Une infirmière mourante affirme avoir échangé plus de 5 000 bébés à la naissance


Sur son lit de mort, une infirmière en Zambie a révélé qu’elle avait échangé plus de 5 000 bébés à la naissance au cours de ses 12 années passées à la maternité. Et bien que choquante, sa confession soulève également beaucoup de sourcils alors que les gens se demandent si c’est vrai ou non.

« Je souhaite confesser mes péchés devant Dieu et devant toutes les personnes concernées, en particulier celles qui accouchent à l’UTH [a hospital in Zambia] pendant mon service », Elizabeth Bwalya Mwewa dit le Observateur zambien. « Si vous êtes né à UTH entre 1983 et 1995, il y a de fortes chances que vos parents ne soient pas vos parents biologiques. J’ai pris l’habitude d’échanger les nouveau-nés juste pour le plaisir.

Mwewa, qui est en train de mourir d’un cancer en phase terminale, a poursuivi en mettant en garde : « Regardez bien vos frères et sœurs. Si, par exemple, tout le monde est clair et que vous êtes sombre… vous êtes cet enfant et j’en suis vraiment désolé. Demandant pardon, elle a ajouté : « J’ai amené de nombreuses mères à allaiter des enfants qui ne leur appartenaient pas biologiquement. Je ne veux pas aller en enfer pour ça.

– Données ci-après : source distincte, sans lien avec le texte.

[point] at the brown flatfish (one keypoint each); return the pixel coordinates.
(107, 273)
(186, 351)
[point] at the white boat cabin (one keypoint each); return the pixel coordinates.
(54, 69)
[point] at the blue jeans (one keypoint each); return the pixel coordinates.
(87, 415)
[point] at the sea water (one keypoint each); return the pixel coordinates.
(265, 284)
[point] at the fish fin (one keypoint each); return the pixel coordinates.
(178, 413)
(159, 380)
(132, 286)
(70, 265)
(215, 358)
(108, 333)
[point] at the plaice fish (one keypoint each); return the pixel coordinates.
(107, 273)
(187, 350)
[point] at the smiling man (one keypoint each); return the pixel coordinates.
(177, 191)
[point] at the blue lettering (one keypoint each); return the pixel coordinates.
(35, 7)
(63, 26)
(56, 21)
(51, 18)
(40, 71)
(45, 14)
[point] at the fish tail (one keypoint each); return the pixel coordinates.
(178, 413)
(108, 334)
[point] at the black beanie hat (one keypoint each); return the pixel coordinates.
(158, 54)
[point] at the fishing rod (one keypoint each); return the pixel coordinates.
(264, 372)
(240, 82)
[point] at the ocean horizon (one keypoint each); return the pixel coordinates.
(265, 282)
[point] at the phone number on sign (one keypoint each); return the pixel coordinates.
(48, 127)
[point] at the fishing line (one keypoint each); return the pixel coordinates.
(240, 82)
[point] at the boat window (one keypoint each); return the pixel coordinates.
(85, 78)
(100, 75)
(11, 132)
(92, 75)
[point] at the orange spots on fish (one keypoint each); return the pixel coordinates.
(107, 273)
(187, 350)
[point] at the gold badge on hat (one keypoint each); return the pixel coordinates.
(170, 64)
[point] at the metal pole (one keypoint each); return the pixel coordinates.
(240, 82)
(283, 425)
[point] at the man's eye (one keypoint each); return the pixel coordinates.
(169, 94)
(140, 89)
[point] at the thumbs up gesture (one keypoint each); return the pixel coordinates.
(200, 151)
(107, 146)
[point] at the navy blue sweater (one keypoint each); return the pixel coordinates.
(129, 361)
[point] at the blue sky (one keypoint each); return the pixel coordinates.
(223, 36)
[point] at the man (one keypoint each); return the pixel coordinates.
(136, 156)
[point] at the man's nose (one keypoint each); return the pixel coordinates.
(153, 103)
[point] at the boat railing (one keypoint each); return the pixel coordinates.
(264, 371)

Selon Snopes.com, cependant, pour que l’affirmation de Mwewa soit vraie, elle aurait dû échanger un bébé chaque jour pendant 13 années consécutives. Et beaucoup de gens sont sceptiques quant au fait qu’elle aurait pu faire cela sans qu’aucun parent ou personnel hospitalier ne s’en aperçoive.

Plus encore, à la suite d’une enquête préliminaire, le Conseil général des soins infirmiers de Zambie a constaté « qu’aucune sage-femme de ce nom n’a jamais existé », rapporte le Horaires de Lusaka. Tout aussi suspect est que l’une des images associées à Mwewa dans le Observateur zambien a été découvert comme étant une photo d’une infirmière zimbabwéenne au hasard qui vit maintenant dans l’Ohio.

Indépendamment des faits qui indiquent que la situation est un canular, le GNC a indiqué qu’il continuerait d’enquêter sur l’affaire.